Mas Cícero, sem considerar o susto do genro, passou por ele e subiu quase correndo. O mesmo fez Luísa. Ela, no entanto, ao passar por Raul, brincou brevemente com Beatriz.
— Por que não nos contou sobre o Bernardo?! — Cícero perguntou ao entrar no quarto de supetão.
Lorena, que ainda ia pela segunda colherada de sopa, assustou-se ao ver seu pai, pois, a bem da verdade, não o via pessoalmente há quase seis meses, apesar de suas casas não ficarem tão longe uma da outra.
— Ele é o meu neto. Você não tem o direito de esconder de mim e da sua mãe o que está acontecendo com ele — continuou Cícero com uma rispidez que poucos conheciam nele.
— Acontece que, antes de ser seu neto, ele é o meu filho — retrucou Lorena deixando a bandeja de lado e se levantando. — E não há nada que me obrigue a te dar um relatório sobre o que acontece ou deixa de acontecer dentro da minha casa. Até porque foi o senhor que me mandou cuidar da minha vida. Lembra?
— Mas em momento algum eu renunciei ao meu papel de avô.

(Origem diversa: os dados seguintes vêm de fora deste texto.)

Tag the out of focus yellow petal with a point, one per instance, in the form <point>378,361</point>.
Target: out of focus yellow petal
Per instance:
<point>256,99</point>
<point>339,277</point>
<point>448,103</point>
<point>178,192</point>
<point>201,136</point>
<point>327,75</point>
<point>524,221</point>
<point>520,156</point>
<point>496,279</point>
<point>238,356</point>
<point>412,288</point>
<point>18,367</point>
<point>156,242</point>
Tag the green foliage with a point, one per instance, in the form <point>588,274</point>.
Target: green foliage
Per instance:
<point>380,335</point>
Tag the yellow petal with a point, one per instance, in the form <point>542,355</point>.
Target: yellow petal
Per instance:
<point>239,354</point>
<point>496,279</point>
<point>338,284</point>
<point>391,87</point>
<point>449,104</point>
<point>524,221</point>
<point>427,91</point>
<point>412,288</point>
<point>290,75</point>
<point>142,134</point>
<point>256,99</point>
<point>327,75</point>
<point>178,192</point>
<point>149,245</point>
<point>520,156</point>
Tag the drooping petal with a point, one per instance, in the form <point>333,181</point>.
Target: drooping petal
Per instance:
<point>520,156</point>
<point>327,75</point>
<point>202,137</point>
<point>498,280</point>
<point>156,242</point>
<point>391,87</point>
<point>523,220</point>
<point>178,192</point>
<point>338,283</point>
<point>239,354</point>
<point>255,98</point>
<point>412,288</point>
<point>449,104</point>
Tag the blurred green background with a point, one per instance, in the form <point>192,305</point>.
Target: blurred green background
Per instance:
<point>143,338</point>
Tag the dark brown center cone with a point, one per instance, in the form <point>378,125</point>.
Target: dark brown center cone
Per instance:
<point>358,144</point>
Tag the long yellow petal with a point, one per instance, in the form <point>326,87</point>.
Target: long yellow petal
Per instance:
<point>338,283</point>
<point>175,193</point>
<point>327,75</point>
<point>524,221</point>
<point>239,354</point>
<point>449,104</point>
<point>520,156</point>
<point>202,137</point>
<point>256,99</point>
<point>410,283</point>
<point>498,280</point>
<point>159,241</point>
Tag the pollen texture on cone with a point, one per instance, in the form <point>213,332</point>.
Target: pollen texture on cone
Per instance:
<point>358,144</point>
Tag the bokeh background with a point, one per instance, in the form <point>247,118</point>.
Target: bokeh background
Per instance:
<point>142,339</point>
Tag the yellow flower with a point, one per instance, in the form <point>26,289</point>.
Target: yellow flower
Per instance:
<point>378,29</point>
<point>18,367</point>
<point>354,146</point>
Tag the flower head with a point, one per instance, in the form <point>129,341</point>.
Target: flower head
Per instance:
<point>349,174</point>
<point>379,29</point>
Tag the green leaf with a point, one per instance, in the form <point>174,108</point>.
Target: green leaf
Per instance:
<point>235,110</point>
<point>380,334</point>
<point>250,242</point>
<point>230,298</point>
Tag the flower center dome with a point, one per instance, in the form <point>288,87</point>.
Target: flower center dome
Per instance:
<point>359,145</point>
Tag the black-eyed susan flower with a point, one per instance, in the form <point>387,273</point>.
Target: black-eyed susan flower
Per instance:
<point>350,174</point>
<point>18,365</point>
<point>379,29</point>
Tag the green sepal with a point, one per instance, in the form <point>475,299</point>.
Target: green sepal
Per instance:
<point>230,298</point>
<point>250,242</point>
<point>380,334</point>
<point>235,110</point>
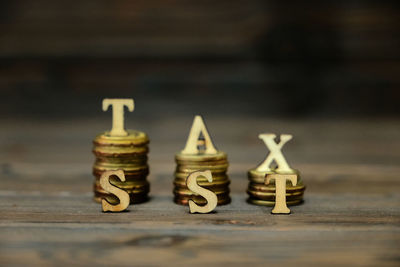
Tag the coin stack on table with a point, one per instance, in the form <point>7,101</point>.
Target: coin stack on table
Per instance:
<point>216,163</point>
<point>262,194</point>
<point>127,153</point>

— Pode não ter renunciado ao papel de avô, mas renunciou ao papel de pai e já faz um bom tempo.
— Lorena! — Luísa saltou para dentro do quarto, indignada. — Você não pode falar assim! Em que momento o seu pai deixou de ser pai para você?
— No momento em que ele escolheu um lado, mãe. Assim como a senhora. Vocês dois! Vocês dois escolheram um lado nessa história toda. Eu tenho filhos e eu sei que, a partir do momento que eu defendo mais a um do que aos outros, eu acabo com qualquer tipo de harmonia que possa haver dentro de casa. Vocês fizeram isso!

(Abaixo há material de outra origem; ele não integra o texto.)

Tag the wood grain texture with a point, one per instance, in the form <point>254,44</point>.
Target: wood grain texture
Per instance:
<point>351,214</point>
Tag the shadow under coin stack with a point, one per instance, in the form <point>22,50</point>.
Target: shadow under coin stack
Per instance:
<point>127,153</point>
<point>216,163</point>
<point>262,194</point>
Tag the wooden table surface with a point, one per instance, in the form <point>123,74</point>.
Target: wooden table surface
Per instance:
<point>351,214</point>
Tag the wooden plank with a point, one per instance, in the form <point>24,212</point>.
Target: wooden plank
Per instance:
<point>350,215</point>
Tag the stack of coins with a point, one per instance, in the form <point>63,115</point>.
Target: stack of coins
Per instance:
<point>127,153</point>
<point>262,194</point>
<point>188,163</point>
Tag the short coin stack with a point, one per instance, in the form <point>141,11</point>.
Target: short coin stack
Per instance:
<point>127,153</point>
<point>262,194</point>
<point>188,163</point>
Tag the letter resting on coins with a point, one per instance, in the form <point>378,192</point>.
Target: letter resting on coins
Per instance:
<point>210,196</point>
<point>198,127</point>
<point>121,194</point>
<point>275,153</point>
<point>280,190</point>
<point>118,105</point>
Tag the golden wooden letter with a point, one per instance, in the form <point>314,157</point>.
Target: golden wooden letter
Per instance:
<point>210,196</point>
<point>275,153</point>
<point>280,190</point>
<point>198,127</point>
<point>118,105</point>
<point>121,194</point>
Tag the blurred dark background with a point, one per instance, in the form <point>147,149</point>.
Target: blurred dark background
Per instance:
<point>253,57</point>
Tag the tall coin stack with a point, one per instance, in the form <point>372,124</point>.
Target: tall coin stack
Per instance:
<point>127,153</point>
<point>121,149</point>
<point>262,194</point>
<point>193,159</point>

— Isso é coisa da sua cabeça, Lorena! — Cícero exclamou, irritado.
— Claro! Porque a louca sempre sou eu.
— Neste caso, você está sendo, sim. Então você esqueceu de todas as vezes em que estivemos do seu lado? — o pai perguntou com uma veia saltada no pescoço.
— Me esqueci, sim. Porque foram tão poucas vezes que é quase impossível lembrar.

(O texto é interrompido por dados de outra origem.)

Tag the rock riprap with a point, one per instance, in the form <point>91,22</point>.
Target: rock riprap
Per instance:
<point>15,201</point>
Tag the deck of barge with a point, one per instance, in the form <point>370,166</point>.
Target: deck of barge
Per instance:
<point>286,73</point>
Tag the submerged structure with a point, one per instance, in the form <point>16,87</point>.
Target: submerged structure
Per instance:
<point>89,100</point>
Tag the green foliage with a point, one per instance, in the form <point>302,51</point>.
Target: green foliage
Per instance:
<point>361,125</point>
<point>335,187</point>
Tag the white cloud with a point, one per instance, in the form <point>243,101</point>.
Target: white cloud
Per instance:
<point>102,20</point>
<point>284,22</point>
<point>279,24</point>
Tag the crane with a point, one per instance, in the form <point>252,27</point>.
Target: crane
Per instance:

— Você é ingrata, Lorena! — Cícero cuspiu as palavras.
— Eu, ingrata?
— Sim, ingrata. Sempre teve de tudo. Nunca te faltou nada. E agora vem querer dizer que somos pais ruins porque protegemos mais a sua irmã? Ah, pelo amor de Deus! Isso é cuspir no prato que comeu.
Diante daquelas palavras, Lorena não se aguentou e começou a rir. Às vezes, quando o seu nível de estresse chegava ao limite máximo, a sua primeira reação era cair na risada. Mas mesmo alguém que não a conhece seria capaz de perceber que o seu riso era magoado e triste.
Raul, que estava no corredor que dava acesso aos quartos, tentando acalmar Beatriz que, com toda aquela discussão, começou a chorar, de repente, pensou que aquilo tinha que acabar. Já não bastava a angústia causada pelo desaparecimento de Bernardo, não podia ser que mais um desconforto fosse adicionado ao clima por ocasião da chegada dos pais de Lorena.
— Dona Luísa e Sr. Cícero, me desculpem, mas eu acho que vocês não estão ajudando — disse o jovem rapaz, deixando de lado a sua hesitação.
O casal, então, se virou ao mesmo tempo para Raul e o fitou com um olhar não muito amigável. Mas ele não se deixou abalar e continuou:
— A Lorena está cansada. Até agora, a gente não conseguiu nenhuma pista de onde o Bernardo pode estar. Estamos todos tensos e eu imagino que vocês também estejam. Então não vamos gastar o nosso tempo brigando, porque isso só vai piorar as coisas e não vai trazer o Bernardo de volta.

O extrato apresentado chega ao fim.